Alfred A. Young Jr., a researcher and assistant professor of sociology at the University of Michigan, said Black resentment toward immigrants when it comes to labor issues is nothing new.

Of the hundreds of young men he's interviewed in southeastern Michigan and Chicago, he found there was no direct competition with immigrants for jobs, but instead young, Black men would not and could not work for the wages immigrants accepted.

“These [Black] guys say it doesn't make sense,” Young said.

Even members of the Hispanic community, such as Flavia Jimenez, an immigration policy analyst with the National Council of La Raza, a leading national Hispanic rights group, agrees the low wages immigrant workers accept hurts everyone-including the immigrants.

“Big corporations are taking advantage of workers overall. Because of the illegal status of the undocumented workers, they hire them for fewer wages, lowering, of course, the wages for African-American workers,” Jimenez said.

The Pew Hispanic Center released a “Latino Labor Report” in 2004 and showed with the constant influx of new immigrants competing with other more established immigrants, weekly earnings for Hispanics dropped in 2003 and 2004.

The report also revealed that wages for Black workers increased in 2003 but declined by 1 percent in 2004, while Hispanic workers wages fell 2.2 percent in 2003 and another 2.6 percent in 2004.

“Black men who take those jobs move in and out of those positions. They're trying to find careers in work and not just do jobs,” Young said. “They're thinking about, `Do I have an opportunity to move up?'”

Aside from the increase in white-collar jobs, construction companies seeking a better profit margin look to immigrants willing to work longer hours for less pay and no benefits.

The Latino Labor report said the construction industry heavily depended on Hispanic immigrants in 2004, and of the 571,000 construction jobs added that year, Hispanic immigrant workers made up almost half of them – 226,000.

More recently, Lucy said the rebuilding efforts in areas destroyed by Hurricane Katrina are a perfect example of how young, Black men are not getting in on work opportunities there at the same rate of Hispanic immigrants.

A new study from the Census said that 45 percent of the reconstruction workers in New Orleans are Hispanic and at least two-thirds of them came after Hurricane Katrina.

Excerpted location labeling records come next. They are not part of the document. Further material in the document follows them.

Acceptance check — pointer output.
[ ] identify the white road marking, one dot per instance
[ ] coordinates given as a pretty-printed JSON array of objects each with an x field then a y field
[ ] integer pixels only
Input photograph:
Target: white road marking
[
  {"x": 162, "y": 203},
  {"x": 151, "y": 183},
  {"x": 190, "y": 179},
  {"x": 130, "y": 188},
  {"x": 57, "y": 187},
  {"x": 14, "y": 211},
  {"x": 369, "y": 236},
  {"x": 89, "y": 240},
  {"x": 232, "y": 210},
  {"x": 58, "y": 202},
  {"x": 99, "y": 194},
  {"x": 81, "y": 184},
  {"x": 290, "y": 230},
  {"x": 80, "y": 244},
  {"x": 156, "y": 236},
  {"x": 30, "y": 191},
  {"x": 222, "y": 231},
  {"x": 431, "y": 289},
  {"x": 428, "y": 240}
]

“They (contractors) are hiring workers they can exploit,” Lucy said.

Bernard Anderson acknowledges that unemployment among young Black men is a “crisis” but notes some other labor trends.

“Jobs Hispanic women hold in hotels today, Black women held 30 years ago. Black women who used to work in the Hilton are working at Wal-Mart, health services and centers,” Bernard Anderson said.

Keith Sutton, president of the Triangle Urban League in the Raleigh-Durham area of North Carolina, said in recent years he's seen an increase in Hispanic immigrants in the area, but only a handful of Blacks there feel immigrants are taking jobs from them.

“The feeling is that many of the Hispanics have jobs or work in jobs that African- Americans probably would not have a whole lot of interest in anyway,” Sutton said referring to jobs in landscaping, housekeeping or maintenance.

However, members of Choose Black America believe before Blacks can help fight for anyone else's rights, they need to secure their own. They are also challenging prominent Black groups promoting immigration to do the same.

“They (Blacks) need to be helping themselves. Put their own self interest first. It's not Black folks' responsibility to save the world. It's their responsibility to save themselves,” said Claud Anderson.

“We help gays, minorities, midgets, and lesbians (while) Black people are the poorest in this country.”

Meanwhile, Bernard Anderson says Blacks have made progress in the job market.

“We ought to be out celebrating we aren't holding those jobs,” he said. “We're holding better jobs. You don't want Black people working for less than minimum wage.”